Des figures du monde sportif ou culturel, comme le styliste John Galliano ou le cycliste Lance Armstrong, ont également été déchues pour des propos ou des comportements jugés contraires à l’honneur. En 2021, l’ancien diplomate Boris Boillon avait été exclu après sa condamnation pour blanchiment de fraude fiscale.
Dans ce contexte, la décision d’Emmanuel Macron marque une rupture. Elle risque d’alimenter les soupçons de traitement de faveur et d’aggraver la défiance envers les institutions. Alors que le président affirme vouloir défendre « l’exemplarité républicaine », certains y verront un signal contradictoire.

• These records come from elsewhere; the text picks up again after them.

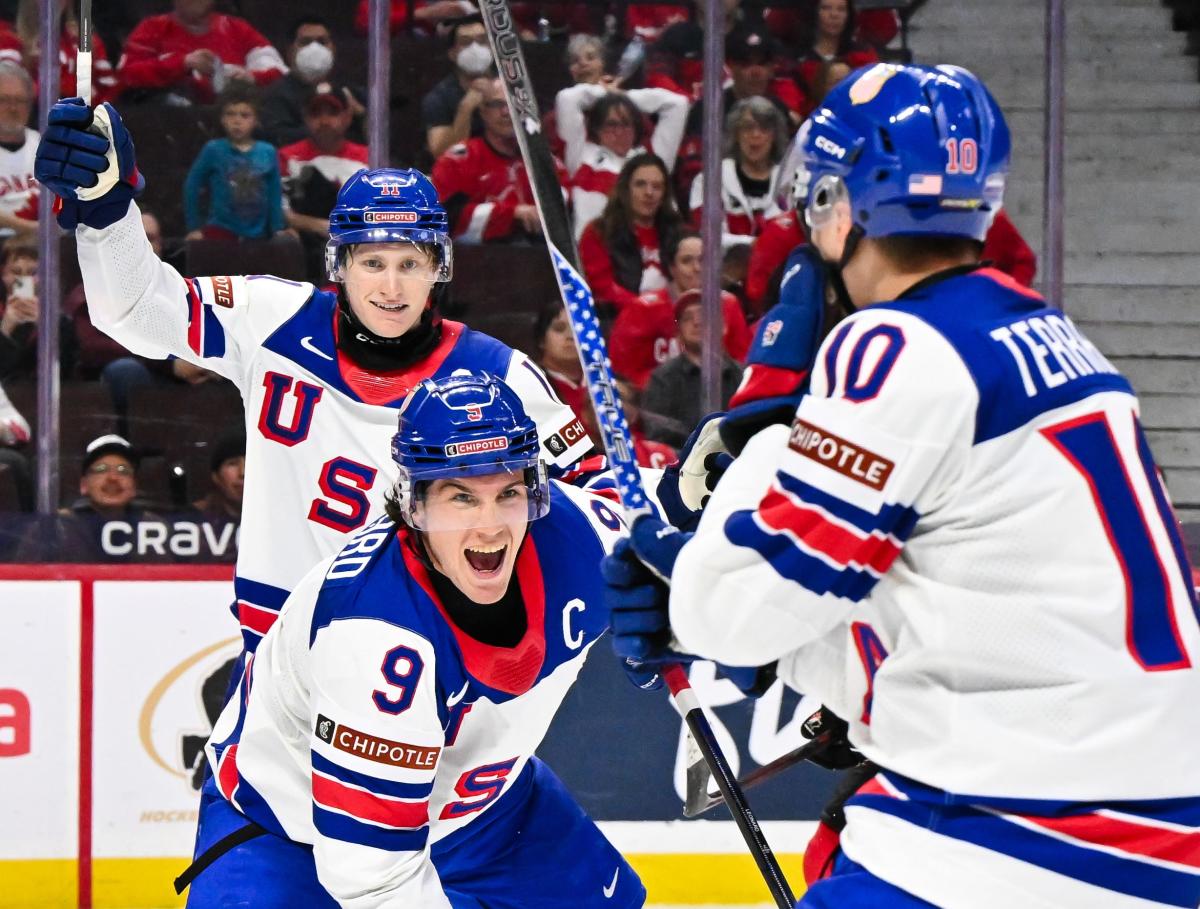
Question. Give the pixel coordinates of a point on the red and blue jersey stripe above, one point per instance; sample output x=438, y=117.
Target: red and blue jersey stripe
x=1144, y=849
x=823, y=543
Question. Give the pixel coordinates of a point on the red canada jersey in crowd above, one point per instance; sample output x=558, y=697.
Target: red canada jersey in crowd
x=337, y=166
x=481, y=190
x=643, y=336
x=156, y=48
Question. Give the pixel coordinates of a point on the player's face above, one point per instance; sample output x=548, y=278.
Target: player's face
x=647, y=188
x=685, y=268
x=109, y=482
x=388, y=286
x=238, y=121
x=587, y=65
x=478, y=560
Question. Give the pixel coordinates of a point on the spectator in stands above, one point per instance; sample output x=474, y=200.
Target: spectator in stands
x=555, y=351
x=18, y=190
x=483, y=181
x=1007, y=250
x=832, y=26
x=771, y=250
x=450, y=110
x=192, y=53
x=21, y=317
x=24, y=47
x=227, y=464
x=13, y=435
x=604, y=128
x=315, y=168
x=311, y=54
x=750, y=53
x=240, y=176
x=622, y=251
x=755, y=142
x=645, y=336
x=672, y=403
x=100, y=525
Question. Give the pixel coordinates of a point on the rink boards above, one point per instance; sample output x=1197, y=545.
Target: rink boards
x=107, y=690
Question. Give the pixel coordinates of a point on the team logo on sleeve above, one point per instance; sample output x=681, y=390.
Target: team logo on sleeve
x=372, y=747
x=845, y=457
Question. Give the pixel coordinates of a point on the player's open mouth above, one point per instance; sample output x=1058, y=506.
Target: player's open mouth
x=485, y=559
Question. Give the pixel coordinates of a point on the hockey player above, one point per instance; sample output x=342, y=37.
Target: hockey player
x=322, y=374
x=961, y=546
x=379, y=748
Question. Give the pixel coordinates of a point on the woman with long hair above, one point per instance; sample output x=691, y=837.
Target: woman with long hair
x=623, y=250
x=755, y=142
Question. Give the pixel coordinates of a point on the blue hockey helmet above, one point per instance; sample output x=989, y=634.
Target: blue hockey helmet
x=389, y=205
x=915, y=150
x=465, y=426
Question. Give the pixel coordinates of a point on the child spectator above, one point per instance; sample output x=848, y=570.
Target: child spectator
x=622, y=250
x=672, y=403
x=21, y=315
x=240, y=176
x=25, y=47
x=483, y=181
x=604, y=128
x=315, y=168
x=18, y=143
x=755, y=142
x=450, y=109
x=832, y=28
x=311, y=55
x=192, y=52
x=643, y=336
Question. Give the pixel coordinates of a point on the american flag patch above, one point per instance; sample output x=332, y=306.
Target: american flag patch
x=925, y=185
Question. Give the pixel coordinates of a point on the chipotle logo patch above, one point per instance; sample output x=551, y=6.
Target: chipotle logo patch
x=837, y=453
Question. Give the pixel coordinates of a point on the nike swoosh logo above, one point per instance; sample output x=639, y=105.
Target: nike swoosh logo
x=306, y=343
x=455, y=698
x=612, y=888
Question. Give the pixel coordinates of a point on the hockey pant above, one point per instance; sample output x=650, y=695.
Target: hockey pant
x=534, y=849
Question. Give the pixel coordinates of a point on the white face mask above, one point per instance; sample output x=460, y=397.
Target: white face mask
x=475, y=59
x=313, y=60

Les cinq grades de la Légion d’honneur
par Napoléon Bonaparte en 1802, la Légion d’honneur est la plus haute distinction honorifique française. Elle comprend cinq grades hiérarchisés :
– Chevalier : premier grade, généralement attribué après au moins vingt années de mérites distingués dans le service public ou l’activité professionnelle.

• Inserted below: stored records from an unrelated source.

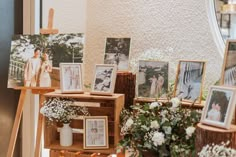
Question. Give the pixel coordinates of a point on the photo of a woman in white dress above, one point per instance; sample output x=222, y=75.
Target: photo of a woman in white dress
x=46, y=69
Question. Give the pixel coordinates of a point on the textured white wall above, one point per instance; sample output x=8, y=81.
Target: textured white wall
x=69, y=15
x=178, y=28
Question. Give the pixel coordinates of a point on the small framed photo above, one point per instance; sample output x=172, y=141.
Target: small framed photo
x=228, y=77
x=219, y=107
x=71, y=79
x=104, y=79
x=96, y=132
x=189, y=80
x=117, y=52
x=152, y=79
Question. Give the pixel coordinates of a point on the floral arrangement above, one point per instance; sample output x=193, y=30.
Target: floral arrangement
x=166, y=129
x=216, y=150
x=62, y=110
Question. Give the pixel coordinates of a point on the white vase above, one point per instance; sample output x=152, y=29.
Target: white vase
x=66, y=135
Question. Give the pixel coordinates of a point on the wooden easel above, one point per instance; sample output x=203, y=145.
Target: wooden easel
x=20, y=106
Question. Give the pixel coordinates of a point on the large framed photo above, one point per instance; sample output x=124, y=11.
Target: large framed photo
x=104, y=79
x=96, y=132
x=152, y=79
x=71, y=78
x=189, y=80
x=34, y=59
x=117, y=52
x=228, y=77
x=219, y=107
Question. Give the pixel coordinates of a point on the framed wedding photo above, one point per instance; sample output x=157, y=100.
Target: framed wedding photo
x=219, y=107
x=152, y=79
x=104, y=79
x=117, y=52
x=71, y=78
x=189, y=80
x=228, y=78
x=96, y=132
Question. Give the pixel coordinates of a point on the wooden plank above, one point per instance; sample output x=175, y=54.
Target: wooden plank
x=16, y=124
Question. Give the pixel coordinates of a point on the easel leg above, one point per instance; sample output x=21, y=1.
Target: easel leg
x=16, y=125
x=39, y=129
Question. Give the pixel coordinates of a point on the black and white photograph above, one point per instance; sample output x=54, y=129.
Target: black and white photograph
x=219, y=107
x=104, y=79
x=228, y=77
x=117, y=52
x=34, y=59
x=71, y=78
x=96, y=132
x=152, y=79
x=189, y=80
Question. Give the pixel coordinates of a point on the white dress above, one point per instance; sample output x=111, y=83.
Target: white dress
x=45, y=79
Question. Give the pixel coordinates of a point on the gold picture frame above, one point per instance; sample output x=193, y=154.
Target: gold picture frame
x=219, y=107
x=189, y=80
x=95, y=132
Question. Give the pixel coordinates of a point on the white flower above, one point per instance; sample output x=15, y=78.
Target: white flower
x=155, y=125
x=129, y=122
x=175, y=102
x=153, y=105
x=158, y=138
x=190, y=130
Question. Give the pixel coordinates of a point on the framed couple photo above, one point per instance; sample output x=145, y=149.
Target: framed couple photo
x=104, y=79
x=220, y=107
x=189, y=80
x=71, y=78
x=96, y=132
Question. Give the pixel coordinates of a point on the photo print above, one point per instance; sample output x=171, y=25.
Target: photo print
x=34, y=59
x=228, y=77
x=152, y=79
x=219, y=107
x=189, y=80
x=104, y=80
x=117, y=52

– Officier : attribué après huit ans dans le grade de chevalier.
-Commandeur : après cinq ans comme officier.
-Grand officier : réservé à des personnalités aux mérites exceptionnels, souvent après plusieurs années comme commandeur.
– Grand-croix : le plus haut grade, attribué avec parcimonie. Nicolas Sarkozy en a été décoré en tant qu’ancien président de la République, selon la tradition républicaine.